De fase die daarop volgt is de fasen verwerken in je oefeningen en opdrachten. In het begin is dat heel lastig. Beseffen dat je deelnemer eerst heel bewust het nieuw geleerde moet gaan trainen door op verschillende manieren te laten oefenen, vraagt van jou een andere vaardigheid dan je tot nu toe had toegepast.
Je gaat nadenken over wat dan de juiste volgorde is, de juiste ‘grootte’ van de tussenstappen en welke type oefeningen dan geschikt zijn om het geleerde in te trainen. Hoeveel oefeningen zijn genoeg? En in hoeverre je moet coachen en begeleiden?

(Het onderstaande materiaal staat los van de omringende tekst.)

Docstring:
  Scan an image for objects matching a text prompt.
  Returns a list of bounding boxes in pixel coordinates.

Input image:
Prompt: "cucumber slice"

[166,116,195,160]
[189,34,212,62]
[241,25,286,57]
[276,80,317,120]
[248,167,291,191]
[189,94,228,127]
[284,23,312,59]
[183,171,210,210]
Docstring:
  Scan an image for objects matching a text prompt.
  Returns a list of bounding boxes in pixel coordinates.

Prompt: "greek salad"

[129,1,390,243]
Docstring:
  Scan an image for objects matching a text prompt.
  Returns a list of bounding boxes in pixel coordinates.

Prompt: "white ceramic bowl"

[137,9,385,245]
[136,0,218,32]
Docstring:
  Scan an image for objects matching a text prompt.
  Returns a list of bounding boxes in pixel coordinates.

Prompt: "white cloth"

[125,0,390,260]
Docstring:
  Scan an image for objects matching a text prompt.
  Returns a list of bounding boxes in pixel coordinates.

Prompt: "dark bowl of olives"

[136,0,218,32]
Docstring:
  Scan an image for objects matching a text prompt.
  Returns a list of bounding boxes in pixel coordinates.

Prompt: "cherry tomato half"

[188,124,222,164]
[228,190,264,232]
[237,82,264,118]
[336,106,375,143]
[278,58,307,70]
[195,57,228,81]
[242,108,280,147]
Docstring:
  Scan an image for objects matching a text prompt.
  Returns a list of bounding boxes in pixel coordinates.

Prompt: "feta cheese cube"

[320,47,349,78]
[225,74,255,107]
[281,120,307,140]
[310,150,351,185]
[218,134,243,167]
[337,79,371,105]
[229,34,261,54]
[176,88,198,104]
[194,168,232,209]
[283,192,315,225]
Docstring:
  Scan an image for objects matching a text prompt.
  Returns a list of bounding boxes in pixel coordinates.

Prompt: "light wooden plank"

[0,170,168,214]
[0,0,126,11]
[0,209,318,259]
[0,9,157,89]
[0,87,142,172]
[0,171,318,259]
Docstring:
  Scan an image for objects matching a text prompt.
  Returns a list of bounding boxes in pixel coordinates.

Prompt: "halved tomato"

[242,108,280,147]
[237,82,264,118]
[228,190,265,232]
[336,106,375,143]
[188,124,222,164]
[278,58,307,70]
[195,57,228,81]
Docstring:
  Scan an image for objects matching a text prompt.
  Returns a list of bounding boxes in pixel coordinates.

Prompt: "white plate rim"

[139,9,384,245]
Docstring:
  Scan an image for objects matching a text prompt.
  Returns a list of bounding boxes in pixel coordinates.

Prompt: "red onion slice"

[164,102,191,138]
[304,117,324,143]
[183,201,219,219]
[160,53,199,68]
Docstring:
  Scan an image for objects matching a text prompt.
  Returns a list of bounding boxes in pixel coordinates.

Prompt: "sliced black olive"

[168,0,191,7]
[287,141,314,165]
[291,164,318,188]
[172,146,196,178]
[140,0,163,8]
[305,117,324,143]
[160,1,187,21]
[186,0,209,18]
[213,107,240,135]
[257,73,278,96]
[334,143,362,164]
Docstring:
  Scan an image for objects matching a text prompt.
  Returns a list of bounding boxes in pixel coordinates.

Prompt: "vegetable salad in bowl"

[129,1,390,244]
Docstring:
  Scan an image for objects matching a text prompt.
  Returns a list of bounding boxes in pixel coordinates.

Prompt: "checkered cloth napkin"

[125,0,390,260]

Als het tegenvalt, loop je het risico dat jouw deelnemer het bijltje erbij neerlegt en denkt: ”Laat maar, ik ga wel op zoek naar een andere manier”. Als je oefeningen echter te simpel, te klein zijn, loop je het risico dat je deelnemer denkt: "Ja, nu weet ik het wel, dit is ook niet uitdagend! Ik ga iets anders doen."
Het is dus de kunst om goed in te schatten wat het niveau van je deelnemers is om aan te sluiten met je oefeningen. En door variatie en differentiatie aan te bieden, zodat je deelnemers zelf kunnen kiezen op welk niveau ze willen oefenen.